Troubleshooting Attempts (All Failed to Prevent x8)​


1. Signal Integrity Testing​


  • Forced Gen 3 in BIOS: Still dropped to x8 (proves not signal noise)
  • Disabled Spread Spectrum: No change
  • Result: Rules out physical layer issues

2. VBIOS ROM Handling​


  • Dumped clean VBIOS to romfile=rtx5090.rom to bypass ROM read latency
  • Result: Still x8

3. Kernel Parameters Tested
Code:
# Tried individually and in combination:
pcie_acs_override=downstream,multifunction  # Caused x8 split
pcie_aspm=off                                # Already in use
pci=nocrs,noaer                             # No effect
pcie_port_pm=off                            # No effect
pci=pcie_bus_perf                           # Not yet tested

4. PCIe Configuration Locking Scripts​


Code:
setpci -s 01:00.0 CAP_EXP+0x10.W=0x0000  # Disable ASPM
setpci -s 01:00.0 CAP_PM+0x04.W=0x0000   # Force D0 state
setpci -s 01:00.0 CAP_EXP+0x30.W=0x0010  # Lock target width x16



Questions for the Community​


  1. Has anyone successfully worked around PCIe bifurcation on ASUS X870E boards with Gen 5 GPUs?
  2. Is there a way to completely disable vfio-pci device resets?We've tried:
    • Module parameters: disable_vga=1 disable_idle_d3=1 nointxmask=1
    • Module wrapper scripts
    • Kernel parameters to disable PCIe reset mechanisms
  3. Can QEMU be configured to skip device resets entirely during passthrough?

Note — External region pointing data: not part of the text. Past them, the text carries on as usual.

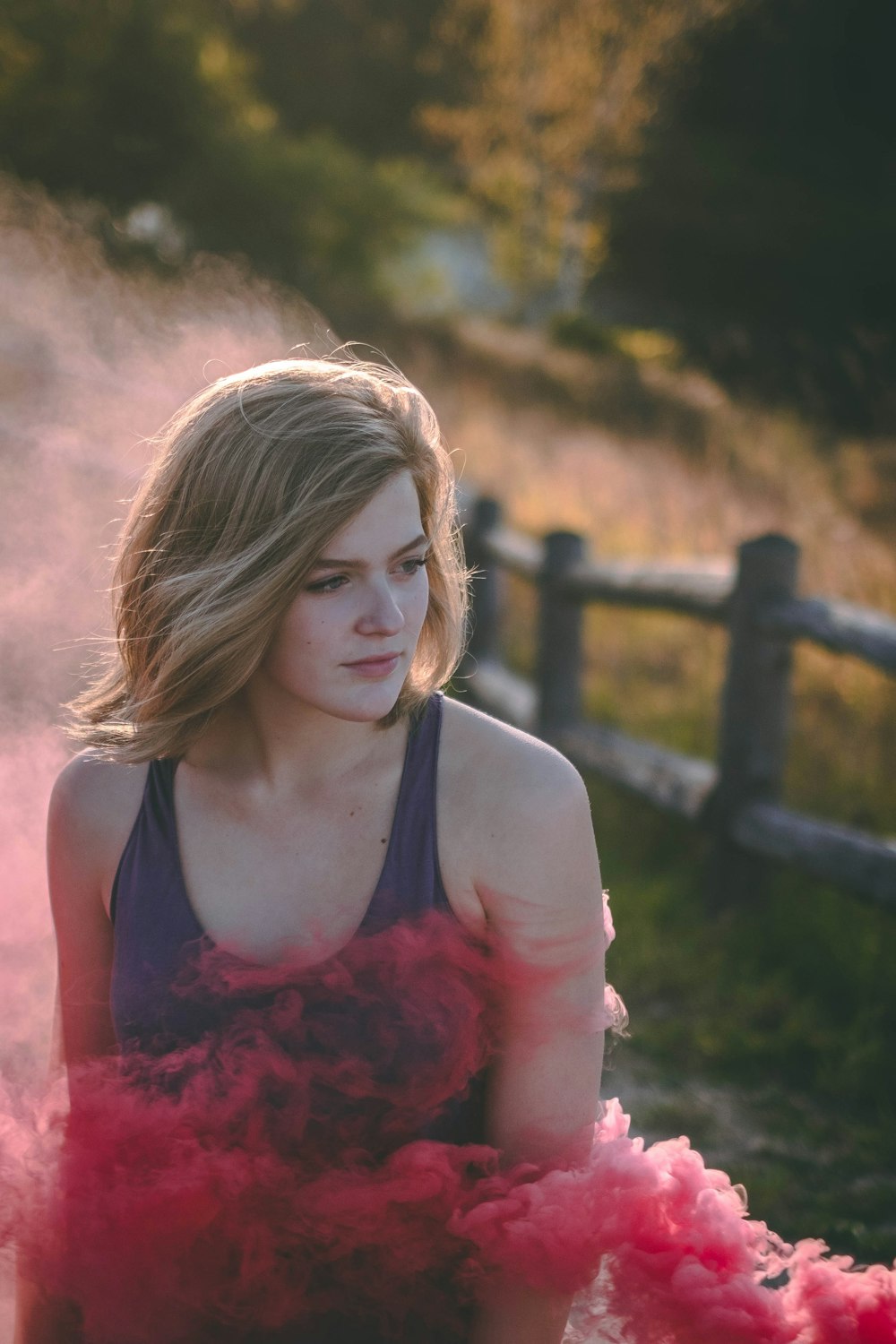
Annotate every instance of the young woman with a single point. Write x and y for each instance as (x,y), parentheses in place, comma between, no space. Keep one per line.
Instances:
(271,760)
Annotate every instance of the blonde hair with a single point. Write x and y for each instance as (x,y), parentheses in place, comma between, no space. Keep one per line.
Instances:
(253,478)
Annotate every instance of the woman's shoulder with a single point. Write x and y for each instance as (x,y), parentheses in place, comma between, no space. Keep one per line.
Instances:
(501,765)
(93,806)
(519,817)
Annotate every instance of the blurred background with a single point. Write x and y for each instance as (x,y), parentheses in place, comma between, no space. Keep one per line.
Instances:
(640,257)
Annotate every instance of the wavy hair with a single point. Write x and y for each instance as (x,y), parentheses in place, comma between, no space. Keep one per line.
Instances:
(252,480)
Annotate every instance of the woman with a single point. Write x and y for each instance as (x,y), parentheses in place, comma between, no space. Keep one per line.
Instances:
(271,736)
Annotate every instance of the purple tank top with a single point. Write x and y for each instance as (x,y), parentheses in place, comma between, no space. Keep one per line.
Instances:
(155,925)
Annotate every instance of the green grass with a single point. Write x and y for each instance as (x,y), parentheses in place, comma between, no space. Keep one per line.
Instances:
(790,1000)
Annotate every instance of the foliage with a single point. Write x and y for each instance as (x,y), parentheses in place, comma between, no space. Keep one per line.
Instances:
(560,97)
(763,220)
(153,99)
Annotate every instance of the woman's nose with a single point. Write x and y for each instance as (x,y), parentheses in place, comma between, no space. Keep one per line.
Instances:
(382,612)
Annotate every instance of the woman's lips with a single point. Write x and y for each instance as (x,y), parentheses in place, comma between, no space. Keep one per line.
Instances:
(375,667)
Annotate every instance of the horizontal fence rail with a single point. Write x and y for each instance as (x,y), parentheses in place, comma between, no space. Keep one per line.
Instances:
(737,798)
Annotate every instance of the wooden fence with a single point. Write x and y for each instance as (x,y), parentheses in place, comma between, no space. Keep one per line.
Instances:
(737,798)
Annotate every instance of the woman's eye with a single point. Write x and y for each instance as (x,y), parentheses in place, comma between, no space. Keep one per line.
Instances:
(336,581)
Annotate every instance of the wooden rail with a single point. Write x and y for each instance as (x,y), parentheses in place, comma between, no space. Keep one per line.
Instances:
(737,798)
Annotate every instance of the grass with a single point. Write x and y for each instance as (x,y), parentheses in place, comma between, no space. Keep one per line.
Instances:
(788,1004)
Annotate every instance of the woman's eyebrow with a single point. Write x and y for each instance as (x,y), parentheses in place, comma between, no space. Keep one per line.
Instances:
(328,564)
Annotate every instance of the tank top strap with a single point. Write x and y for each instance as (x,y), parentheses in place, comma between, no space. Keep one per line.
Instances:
(411,881)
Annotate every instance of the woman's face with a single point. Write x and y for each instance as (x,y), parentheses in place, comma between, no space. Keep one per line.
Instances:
(367,597)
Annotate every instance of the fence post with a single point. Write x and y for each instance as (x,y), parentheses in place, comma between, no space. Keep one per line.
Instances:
(755,707)
(559,653)
(485,607)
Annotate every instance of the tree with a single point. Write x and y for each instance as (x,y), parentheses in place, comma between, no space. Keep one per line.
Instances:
(560,93)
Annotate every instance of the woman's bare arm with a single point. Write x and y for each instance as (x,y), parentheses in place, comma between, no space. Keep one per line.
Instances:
(540,887)
(88,811)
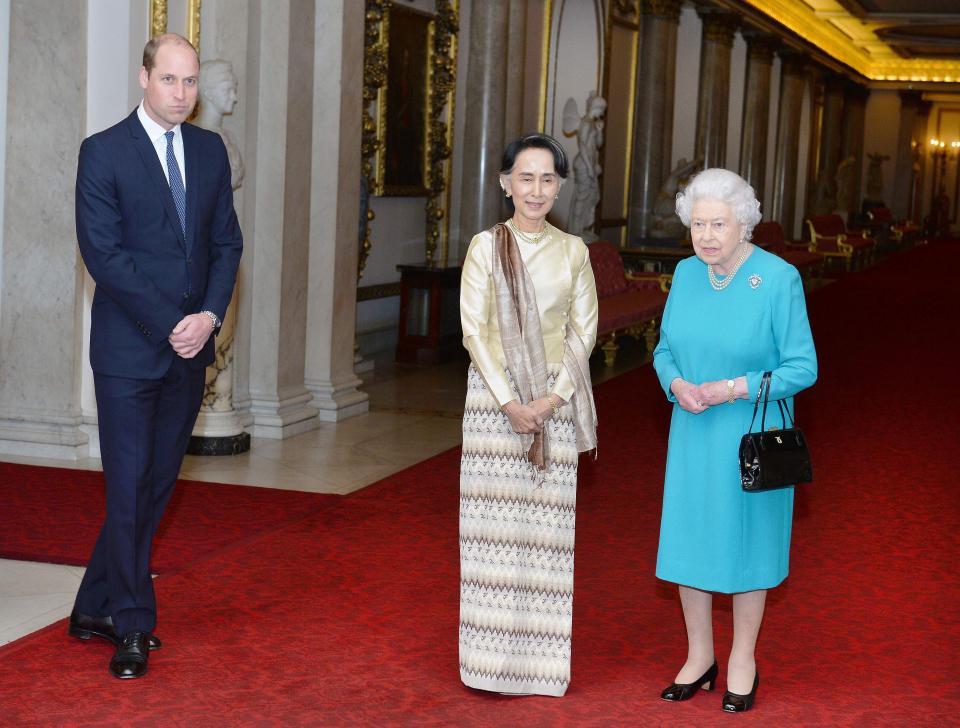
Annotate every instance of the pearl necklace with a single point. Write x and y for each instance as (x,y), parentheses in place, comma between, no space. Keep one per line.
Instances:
(719,285)
(532,238)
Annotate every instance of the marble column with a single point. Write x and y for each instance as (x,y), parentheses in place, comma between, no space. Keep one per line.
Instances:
(653,111)
(851,143)
(918,170)
(783,208)
(513,112)
(824,199)
(714,92)
(276,220)
(41,273)
(910,102)
(486,88)
(756,109)
(334,201)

Are there hostpci parameters or machine-type options that prevent FLR?
  4. Secure Boot Lockdown: Our system is in lockdown mode (evidenced by "Operation not permitted" on setpci). Is there a way to disable PCIe config space protection while maintaining Secure Boot?